A avaliação de aliados de Renan é que ao segurar a votação ele não só evitará constrangimento como ganhará tempo no Conselho de Ética do Senado, onde enfrenta processo por quebra de decoro. É que, pela Constituição, os parlamentares não podem entrar em recesso antes de votar a LDO. Em princípio, o recesso começa dia 18 e vai até dia 30. Mas não seria o primeiro atraso na votação da LDO. No ano passado, por exemplo, a lei só foi aprovada em dezembro.

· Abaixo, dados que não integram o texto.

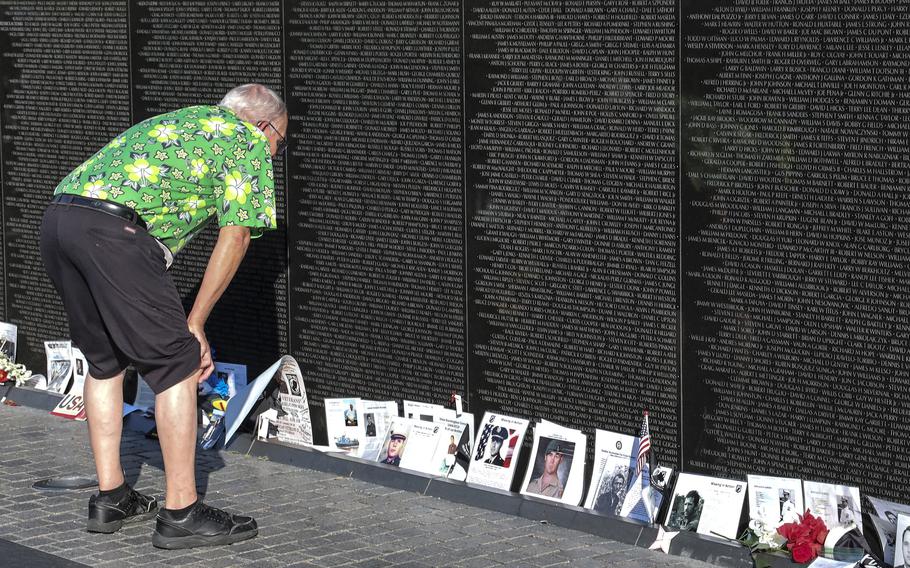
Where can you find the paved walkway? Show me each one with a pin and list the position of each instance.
(307, 518)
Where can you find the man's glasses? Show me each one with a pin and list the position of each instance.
(282, 141)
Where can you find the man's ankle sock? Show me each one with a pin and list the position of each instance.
(180, 514)
(116, 493)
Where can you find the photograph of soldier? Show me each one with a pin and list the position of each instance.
(370, 425)
(686, 512)
(394, 447)
(613, 491)
(551, 467)
(498, 435)
(350, 416)
(788, 510)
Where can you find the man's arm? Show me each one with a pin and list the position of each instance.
(223, 263)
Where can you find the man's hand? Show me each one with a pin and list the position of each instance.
(226, 256)
(205, 354)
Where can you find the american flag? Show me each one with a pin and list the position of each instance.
(482, 443)
(644, 445)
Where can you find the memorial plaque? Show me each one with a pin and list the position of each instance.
(186, 53)
(572, 206)
(64, 94)
(377, 205)
(795, 123)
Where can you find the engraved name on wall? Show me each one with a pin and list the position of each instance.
(795, 272)
(572, 211)
(65, 94)
(377, 243)
(187, 53)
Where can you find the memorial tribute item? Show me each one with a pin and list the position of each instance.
(344, 423)
(646, 490)
(884, 521)
(292, 422)
(72, 405)
(837, 505)
(775, 500)
(557, 466)
(614, 470)
(495, 453)
(902, 542)
(225, 380)
(707, 505)
(426, 411)
(396, 441)
(453, 448)
(59, 365)
(377, 415)
(8, 332)
(421, 445)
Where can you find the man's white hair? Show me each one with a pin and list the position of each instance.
(254, 102)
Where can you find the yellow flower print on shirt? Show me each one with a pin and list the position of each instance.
(117, 142)
(237, 188)
(194, 203)
(164, 133)
(217, 126)
(199, 168)
(142, 171)
(94, 189)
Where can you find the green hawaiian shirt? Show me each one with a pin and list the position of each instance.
(180, 169)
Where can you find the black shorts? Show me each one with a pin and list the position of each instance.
(121, 303)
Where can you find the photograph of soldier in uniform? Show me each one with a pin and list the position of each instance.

Caso a LDO não seja votada até dia 17, o Congresso deve entrar em recesso branco. Mas o Conselho de Ética poderá avançar nas investigações sobre o patrimônio de Renan. Ele é acusado de ter despesas pagas pelo lobista Cláudio Gontijo, da empreiteira Mendes Júnior, como a pensão à jornalista Mônica Veloso, com quem tem uma filha. Para provar que tem recursos suficientes e não precisa de ajuda da empreiteira, ele apresentou notas fiscais e comprovantes de venda de gado que justificariam rendimento de R$ 1,9 milhão em quatro anos. Mas a Polícia Federal pôs em dúvida sua veracidade.